In de bovengrond is ter plaatse van boring 16 een sterke verontreiniging, tot boven de interventiewaarde met som PCB’s, geconstateerd. Middels een aanvullend onderzoek is de verontreiniging in kaart gebracht. De omvang van de sterke verontreiniging met som PCB’s wordt, op basis van de tot nu toe bekende gegevens, ingeschat op maximaal 10 m³. Op de locatie is geen sprake van een geval van ernstige bodemverontreiniging voor som PCB’s in de grond.

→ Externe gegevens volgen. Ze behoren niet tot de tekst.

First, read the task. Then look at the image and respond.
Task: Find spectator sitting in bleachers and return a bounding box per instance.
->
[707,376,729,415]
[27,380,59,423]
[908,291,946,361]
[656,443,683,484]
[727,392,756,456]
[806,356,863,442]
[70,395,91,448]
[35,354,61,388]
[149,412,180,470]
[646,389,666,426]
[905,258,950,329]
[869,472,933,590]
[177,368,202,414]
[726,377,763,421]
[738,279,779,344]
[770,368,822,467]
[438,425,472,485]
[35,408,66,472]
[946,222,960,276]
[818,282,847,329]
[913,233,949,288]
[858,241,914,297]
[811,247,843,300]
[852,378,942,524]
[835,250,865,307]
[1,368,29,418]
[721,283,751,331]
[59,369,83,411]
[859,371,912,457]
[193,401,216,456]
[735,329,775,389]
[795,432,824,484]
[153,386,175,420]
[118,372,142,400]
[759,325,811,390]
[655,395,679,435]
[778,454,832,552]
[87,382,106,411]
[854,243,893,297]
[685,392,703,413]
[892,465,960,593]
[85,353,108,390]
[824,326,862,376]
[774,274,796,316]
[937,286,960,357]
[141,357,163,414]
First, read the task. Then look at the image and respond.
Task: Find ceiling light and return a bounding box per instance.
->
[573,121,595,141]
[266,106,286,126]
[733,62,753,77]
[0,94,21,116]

In het grondwater uit de peilbuis 50 (nabij boorpunt 16) zijn geen verhoogde concentraties aan som PCB’s geconstateerd.
 
Naast de genoemde verontreiniging zijn op de locatie lokaal licht verhoogde gehalten aan kwik, som PAK en som PCB’s in de grond geconstateerd. De overige onderzochte stoffen zijn niet in verhoogde gehalten aangetroffen. Ter plaatse van de chemicaliënopslag zijn in de grond geen afwijkende waarden gemeten ten opzichte van elders op de locatie.
 
In het grondwater ter plaatse van de chemicaliënopslag zijn lichte verhogingen van barium, benzeen, naftaleen, som xylenen en vinylchloride aangetroffen. Er zijn geen afwijkingen in de zuurgraad geconstateerd. In het grondwater elders op het perceel zijn lichte verhogingen van arseen, barium, molybdeen en/of naftaleen aangetroffen. De overige onderzochte stoffen zijn niet in verhoogde concentraties aangetroffen.
 
Tijdens het onderzoek is zintuiglijk op het maaiveld en in de bodem geen asbestverdacht materiaal aangetroffen. Tijdens een verkennend bodemonderzoek (NEN 5740) wordt de bodem niet specifiek op asbest onderzocht. Van de puinhoudende ondergrond is een monster kwalitatief onderzocht op de aanwezigheid van asbest. In de puinhoudende grond is geen asbest geconstateerd. Voor het overige zijn op de locatie geen aanwijzingen geconstateerd dat er asbest in de grond aanwezig is. De uitvoering van een asbestonderzoek conform NEN 5707 wordt dan ook niet noodzakelijk geacht.
 
Bij graafwerkzaamheden op het terrein bestaan er beperkingen in de mogelijkheid tot hergebruik van eventueel vrijkomende grond buiten de locatie. Voor hergebruik van grond buiten de locatie is het Besluit bodemkwaliteit van toepassing.
 
Gezien het voorgaande is het plan uitvoerbaar vanuit het aspect bodem. 
4.6 Externe veiligheid
Sommige activiteiten brengen risico's op zware ongevallen met mogelijk grote gevolgen voor de omgeving met zich mee. Externe veiligheid richt zich op het beheersen van deze risico's. Het gaat daarbij om onder meer de productie, opslag, transport en het gebruik van gevaarlijke stoffen. Dergelijke activiteiten kunnen een beperking opleggen aan de omgeving. Door voldoende afstand tot de risicovolle activiteiten aan te houden kan voldaan worden aan de normen. Aan de andere kant is de ruimte schaars en het rijksbeleid erop gericht de schaarse ruimte zo efficiënt mogelijk te benutten. Het ruimtelijk beleid en het externe veiligheidsbeleid moeten dus goed wordden afgestemd. De wetgeving rond externe veiligheid richt zich op de volgende risico’s:
  • risicovolle (Bevi-)inrichtingen
  • vervoer gevaarlijke stoffen door buisleidingen;
  • vervoer gevaarlijke stoffen over weg, water of spoor.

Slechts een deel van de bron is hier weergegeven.